White Collar
PUBLISHED : Monday, 31 March, 2014, 10:55am
UPDATED : Tuesday, 01 April, 2014, 12:12am

Poor-mouthing brokers have fat bottom lines

14 may have closed down last year, but data shows fat profits for the rest


Enoch Yiu is the chief reporter of business pages at the Post. She writes feature stories with a focus on regulatory issues, stock exchanges, the Securities and Futures Commission, accountancy, insurance, pension and other financial industry development issuse. She has a weekly column, White Collar, covering the latest issues in the professional industry and also hosts podcasts and video programs on SCMP.com. She is the author of two books.

Brokers often complain that keen competition and the shortening of lunch breaks at the stock exchange have made their lives miserable, but their bottom lines tell a different story.

While it is true that 14 broker firms closed down last year, it would be wrong to believe that the rest are struggling.

The 927 that still survive in the city's crowded industry are doing well, with a combined profit of HK$16.7 billion last year, more than double the HK$7.64 billion in 2012, Securities and Futures Commission data released last week showed.

Commission income and profitability will continue to rise as long as market activity increases. Daily turnover at the stock exchange jumped 16 per cent last year to HK$62.6 billion.

To help the industry grow, the government could cancel the stamp duty on transactions

To help the industry grow, the government could cancel the stamp duty on transactions. The city is one of the few places that still collects such duty.

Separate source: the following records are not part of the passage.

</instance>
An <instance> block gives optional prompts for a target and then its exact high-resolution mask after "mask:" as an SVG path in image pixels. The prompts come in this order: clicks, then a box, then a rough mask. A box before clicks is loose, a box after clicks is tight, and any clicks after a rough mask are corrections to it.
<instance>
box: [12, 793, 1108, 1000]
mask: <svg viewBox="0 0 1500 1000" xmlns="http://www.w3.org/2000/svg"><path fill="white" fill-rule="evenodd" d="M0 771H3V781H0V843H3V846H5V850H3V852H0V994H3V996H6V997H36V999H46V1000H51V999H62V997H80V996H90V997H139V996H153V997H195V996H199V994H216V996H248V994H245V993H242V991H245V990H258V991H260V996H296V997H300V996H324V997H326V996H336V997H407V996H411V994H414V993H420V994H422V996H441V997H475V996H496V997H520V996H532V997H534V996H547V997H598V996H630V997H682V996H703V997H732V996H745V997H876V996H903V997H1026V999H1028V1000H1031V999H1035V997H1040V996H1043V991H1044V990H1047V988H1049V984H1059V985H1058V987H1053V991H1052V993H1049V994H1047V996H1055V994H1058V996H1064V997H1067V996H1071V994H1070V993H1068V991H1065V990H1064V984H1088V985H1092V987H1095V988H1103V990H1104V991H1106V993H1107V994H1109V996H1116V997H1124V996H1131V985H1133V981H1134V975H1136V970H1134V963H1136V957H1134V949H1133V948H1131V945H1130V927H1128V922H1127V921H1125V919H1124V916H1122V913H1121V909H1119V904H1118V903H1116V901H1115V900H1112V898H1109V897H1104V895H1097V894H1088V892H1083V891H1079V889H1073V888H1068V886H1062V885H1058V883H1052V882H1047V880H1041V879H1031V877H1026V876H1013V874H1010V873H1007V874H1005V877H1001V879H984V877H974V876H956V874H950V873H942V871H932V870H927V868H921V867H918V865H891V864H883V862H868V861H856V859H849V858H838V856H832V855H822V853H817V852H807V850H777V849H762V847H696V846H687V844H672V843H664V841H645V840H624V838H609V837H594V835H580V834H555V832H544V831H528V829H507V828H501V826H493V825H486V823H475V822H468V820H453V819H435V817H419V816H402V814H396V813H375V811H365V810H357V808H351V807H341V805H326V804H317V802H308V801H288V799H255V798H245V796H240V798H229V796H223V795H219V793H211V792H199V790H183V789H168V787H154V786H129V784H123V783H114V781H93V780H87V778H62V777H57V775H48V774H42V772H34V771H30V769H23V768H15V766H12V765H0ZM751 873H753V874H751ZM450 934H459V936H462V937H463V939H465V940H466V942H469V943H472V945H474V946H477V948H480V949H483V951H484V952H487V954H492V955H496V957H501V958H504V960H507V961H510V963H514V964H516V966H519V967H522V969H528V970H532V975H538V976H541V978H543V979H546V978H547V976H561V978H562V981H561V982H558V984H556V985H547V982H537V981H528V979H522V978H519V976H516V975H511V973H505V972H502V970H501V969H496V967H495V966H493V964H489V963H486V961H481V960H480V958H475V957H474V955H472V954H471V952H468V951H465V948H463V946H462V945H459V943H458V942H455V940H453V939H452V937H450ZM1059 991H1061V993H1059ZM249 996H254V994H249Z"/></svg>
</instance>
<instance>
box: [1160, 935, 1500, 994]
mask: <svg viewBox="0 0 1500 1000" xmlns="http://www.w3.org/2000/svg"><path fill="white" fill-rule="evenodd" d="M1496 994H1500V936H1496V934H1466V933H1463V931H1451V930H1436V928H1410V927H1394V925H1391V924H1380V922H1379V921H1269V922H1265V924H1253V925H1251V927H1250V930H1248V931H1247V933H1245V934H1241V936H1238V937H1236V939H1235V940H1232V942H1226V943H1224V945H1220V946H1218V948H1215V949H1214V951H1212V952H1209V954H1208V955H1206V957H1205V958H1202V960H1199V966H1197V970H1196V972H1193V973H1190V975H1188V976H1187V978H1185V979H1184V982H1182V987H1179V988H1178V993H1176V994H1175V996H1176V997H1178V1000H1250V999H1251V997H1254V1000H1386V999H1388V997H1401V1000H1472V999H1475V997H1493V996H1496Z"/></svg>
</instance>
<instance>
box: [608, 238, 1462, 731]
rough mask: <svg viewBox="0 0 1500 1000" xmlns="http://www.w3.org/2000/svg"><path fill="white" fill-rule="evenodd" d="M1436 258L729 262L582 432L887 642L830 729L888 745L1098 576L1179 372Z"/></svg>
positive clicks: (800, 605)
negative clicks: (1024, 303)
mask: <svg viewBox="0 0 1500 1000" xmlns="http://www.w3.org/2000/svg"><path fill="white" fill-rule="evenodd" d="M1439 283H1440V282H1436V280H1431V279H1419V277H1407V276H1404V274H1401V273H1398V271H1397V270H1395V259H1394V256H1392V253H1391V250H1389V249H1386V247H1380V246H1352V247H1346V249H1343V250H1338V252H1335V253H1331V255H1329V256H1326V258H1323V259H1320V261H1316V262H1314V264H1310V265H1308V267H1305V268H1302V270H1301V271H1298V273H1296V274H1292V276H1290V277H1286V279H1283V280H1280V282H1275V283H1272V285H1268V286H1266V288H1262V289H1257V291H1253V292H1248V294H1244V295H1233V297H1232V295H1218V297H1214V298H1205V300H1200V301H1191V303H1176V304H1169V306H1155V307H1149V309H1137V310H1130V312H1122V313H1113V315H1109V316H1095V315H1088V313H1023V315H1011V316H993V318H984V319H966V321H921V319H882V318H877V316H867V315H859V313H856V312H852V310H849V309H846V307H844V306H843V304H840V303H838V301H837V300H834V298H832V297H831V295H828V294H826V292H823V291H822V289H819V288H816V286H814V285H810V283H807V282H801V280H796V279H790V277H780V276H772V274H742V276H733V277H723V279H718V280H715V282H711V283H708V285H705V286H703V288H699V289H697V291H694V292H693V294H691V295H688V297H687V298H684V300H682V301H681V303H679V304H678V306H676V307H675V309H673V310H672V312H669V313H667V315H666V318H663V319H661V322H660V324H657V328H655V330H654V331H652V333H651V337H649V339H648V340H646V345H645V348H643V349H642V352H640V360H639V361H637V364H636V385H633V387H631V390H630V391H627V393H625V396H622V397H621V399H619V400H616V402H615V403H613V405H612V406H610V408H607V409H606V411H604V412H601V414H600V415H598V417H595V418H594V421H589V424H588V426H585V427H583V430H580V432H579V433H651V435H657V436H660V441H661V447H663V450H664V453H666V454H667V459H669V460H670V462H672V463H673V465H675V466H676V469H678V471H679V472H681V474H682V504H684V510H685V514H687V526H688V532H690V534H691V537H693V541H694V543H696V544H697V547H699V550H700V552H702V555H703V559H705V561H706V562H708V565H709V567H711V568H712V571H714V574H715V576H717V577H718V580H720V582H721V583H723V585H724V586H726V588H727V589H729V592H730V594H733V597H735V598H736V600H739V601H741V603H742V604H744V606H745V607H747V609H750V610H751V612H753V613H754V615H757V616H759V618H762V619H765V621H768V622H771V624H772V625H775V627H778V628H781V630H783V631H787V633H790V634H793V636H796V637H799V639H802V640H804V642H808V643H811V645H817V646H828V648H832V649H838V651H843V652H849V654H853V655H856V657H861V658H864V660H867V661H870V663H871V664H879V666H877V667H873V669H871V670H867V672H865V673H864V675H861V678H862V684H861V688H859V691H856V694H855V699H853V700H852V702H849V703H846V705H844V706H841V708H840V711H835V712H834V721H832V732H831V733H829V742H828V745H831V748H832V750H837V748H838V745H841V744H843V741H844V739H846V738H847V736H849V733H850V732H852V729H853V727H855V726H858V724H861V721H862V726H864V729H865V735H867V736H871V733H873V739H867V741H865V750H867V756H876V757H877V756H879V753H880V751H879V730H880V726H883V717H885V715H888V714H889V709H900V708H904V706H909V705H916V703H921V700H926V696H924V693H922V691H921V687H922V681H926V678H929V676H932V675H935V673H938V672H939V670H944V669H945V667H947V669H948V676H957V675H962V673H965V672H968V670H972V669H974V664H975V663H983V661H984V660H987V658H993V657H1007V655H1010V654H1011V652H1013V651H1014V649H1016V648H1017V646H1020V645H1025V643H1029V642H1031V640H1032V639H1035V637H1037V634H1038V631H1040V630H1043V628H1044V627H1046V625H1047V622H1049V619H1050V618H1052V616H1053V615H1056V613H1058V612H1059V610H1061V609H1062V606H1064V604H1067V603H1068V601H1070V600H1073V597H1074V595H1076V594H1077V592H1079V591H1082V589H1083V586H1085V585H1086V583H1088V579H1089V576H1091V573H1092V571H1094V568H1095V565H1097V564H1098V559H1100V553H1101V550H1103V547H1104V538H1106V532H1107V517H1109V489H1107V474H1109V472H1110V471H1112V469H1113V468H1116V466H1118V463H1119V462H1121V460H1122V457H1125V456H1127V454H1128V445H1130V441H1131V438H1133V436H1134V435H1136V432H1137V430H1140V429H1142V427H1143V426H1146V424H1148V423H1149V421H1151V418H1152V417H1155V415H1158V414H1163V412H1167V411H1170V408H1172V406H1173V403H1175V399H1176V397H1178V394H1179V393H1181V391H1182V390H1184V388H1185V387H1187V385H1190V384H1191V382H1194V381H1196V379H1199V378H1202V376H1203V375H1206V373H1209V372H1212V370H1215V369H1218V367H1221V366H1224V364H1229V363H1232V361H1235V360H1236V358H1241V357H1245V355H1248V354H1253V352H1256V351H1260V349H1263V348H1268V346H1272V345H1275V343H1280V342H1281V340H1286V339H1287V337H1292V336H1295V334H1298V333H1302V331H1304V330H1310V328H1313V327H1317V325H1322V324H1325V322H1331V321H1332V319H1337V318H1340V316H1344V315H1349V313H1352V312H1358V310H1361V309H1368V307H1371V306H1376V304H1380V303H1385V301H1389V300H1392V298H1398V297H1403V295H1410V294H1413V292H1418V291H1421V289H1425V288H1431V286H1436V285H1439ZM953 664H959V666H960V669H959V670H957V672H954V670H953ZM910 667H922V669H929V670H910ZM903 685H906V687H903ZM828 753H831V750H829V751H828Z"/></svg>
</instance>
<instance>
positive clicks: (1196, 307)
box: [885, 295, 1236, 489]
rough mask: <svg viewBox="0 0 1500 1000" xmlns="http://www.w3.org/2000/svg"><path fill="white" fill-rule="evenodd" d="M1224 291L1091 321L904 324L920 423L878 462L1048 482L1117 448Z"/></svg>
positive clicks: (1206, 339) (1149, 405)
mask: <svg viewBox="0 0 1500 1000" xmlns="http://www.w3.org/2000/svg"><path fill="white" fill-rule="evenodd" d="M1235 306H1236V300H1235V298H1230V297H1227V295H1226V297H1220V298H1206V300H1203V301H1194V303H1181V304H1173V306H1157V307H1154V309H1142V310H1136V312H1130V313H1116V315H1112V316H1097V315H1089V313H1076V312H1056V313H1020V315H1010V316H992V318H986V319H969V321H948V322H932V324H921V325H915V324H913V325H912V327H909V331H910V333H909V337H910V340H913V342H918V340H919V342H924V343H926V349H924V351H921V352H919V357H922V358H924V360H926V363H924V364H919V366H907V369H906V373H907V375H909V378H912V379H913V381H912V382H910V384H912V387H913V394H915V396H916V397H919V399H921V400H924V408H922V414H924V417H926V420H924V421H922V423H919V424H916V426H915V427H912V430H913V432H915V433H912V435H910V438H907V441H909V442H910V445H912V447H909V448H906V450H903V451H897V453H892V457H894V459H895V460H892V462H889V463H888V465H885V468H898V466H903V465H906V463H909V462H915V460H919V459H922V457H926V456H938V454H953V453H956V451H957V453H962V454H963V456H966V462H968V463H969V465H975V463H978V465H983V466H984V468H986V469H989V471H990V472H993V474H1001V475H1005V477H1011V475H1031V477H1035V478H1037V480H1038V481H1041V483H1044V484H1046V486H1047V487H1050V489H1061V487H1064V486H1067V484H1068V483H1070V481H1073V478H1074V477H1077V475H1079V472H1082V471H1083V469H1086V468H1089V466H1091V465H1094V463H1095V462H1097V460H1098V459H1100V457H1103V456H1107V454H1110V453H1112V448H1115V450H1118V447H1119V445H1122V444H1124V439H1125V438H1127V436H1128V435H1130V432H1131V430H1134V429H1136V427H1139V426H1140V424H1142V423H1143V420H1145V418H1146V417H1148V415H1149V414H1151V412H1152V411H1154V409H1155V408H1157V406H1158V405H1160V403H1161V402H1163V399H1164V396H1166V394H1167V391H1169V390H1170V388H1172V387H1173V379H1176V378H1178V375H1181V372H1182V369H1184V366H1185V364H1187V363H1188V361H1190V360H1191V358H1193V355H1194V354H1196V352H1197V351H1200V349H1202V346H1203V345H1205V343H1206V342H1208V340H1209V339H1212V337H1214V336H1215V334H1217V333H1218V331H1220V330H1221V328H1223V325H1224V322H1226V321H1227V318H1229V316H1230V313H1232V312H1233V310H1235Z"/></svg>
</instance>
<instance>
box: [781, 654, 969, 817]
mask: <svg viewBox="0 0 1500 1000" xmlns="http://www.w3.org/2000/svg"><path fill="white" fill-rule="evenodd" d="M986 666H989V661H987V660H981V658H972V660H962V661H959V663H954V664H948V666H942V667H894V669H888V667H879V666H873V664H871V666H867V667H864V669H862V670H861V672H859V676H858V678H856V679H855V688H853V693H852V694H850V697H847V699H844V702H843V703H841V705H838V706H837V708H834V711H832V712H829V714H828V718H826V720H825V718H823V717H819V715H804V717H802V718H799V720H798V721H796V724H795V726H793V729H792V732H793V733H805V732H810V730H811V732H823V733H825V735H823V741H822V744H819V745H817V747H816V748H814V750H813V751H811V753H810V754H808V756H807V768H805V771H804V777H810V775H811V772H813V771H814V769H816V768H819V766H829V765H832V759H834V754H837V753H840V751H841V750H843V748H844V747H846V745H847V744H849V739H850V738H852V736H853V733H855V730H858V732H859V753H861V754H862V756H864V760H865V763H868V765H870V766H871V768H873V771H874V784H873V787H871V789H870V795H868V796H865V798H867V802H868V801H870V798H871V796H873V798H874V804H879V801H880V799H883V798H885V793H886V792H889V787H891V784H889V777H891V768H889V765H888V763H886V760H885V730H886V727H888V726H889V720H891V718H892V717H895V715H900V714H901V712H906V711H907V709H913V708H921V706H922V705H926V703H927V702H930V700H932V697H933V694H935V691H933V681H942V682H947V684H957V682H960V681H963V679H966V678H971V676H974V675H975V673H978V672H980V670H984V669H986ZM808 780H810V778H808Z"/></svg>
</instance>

A major factor affecting the livelihood of the city's brokers is Beijing's policy on capital markets.

State-owned Citic surprised the market last week with a plan for a reverse takeover of Citic Pacific. Other state-owned firms are expected to follow the listing move, which would boost market turnover substantially.

Hong Kong brokers had their golden days in 2007 following an apparent shift in central government policy.

The industry's net profit peaked at HK$32.4 billion that year when Beijing said in August it might start a "through-train" scheme to allow mainlanders to directly invest in the Hong Kong market. Turnover reached HK$200 billion a day.

But three months later, it announced that the plan would not go ahead and the market turned quiet again.

Beijing said last year it would expand the qualified domestic institutional investor scheme to allow mainlanders to invest more in offshore markets, including Hong Kong.

If this reform materialises, it will be good news for brokers.

Interestingly, a breakdown of the profit data for the 450 that trade local stocks shows big is not necessarily beautiful.

Combined profit at the largest 14 brokers fell 4 per cent to HK$3.23 billion last year. The 51 medium-sized ones were the best performers - their profit was HK$4.03 billion, 8.7 times that in 2012. The 385 smallest players did not do too bad, either - their profit jumped almost five times to HK$1.76 billion.

One fact worth noting is the rise in margin financing - money lent for investing in the market. Outstanding loans leapt 46 per cent to HK$85.8 billion.

That could be a sign the market is becoming more speculative. The regulators best keep an eye on it.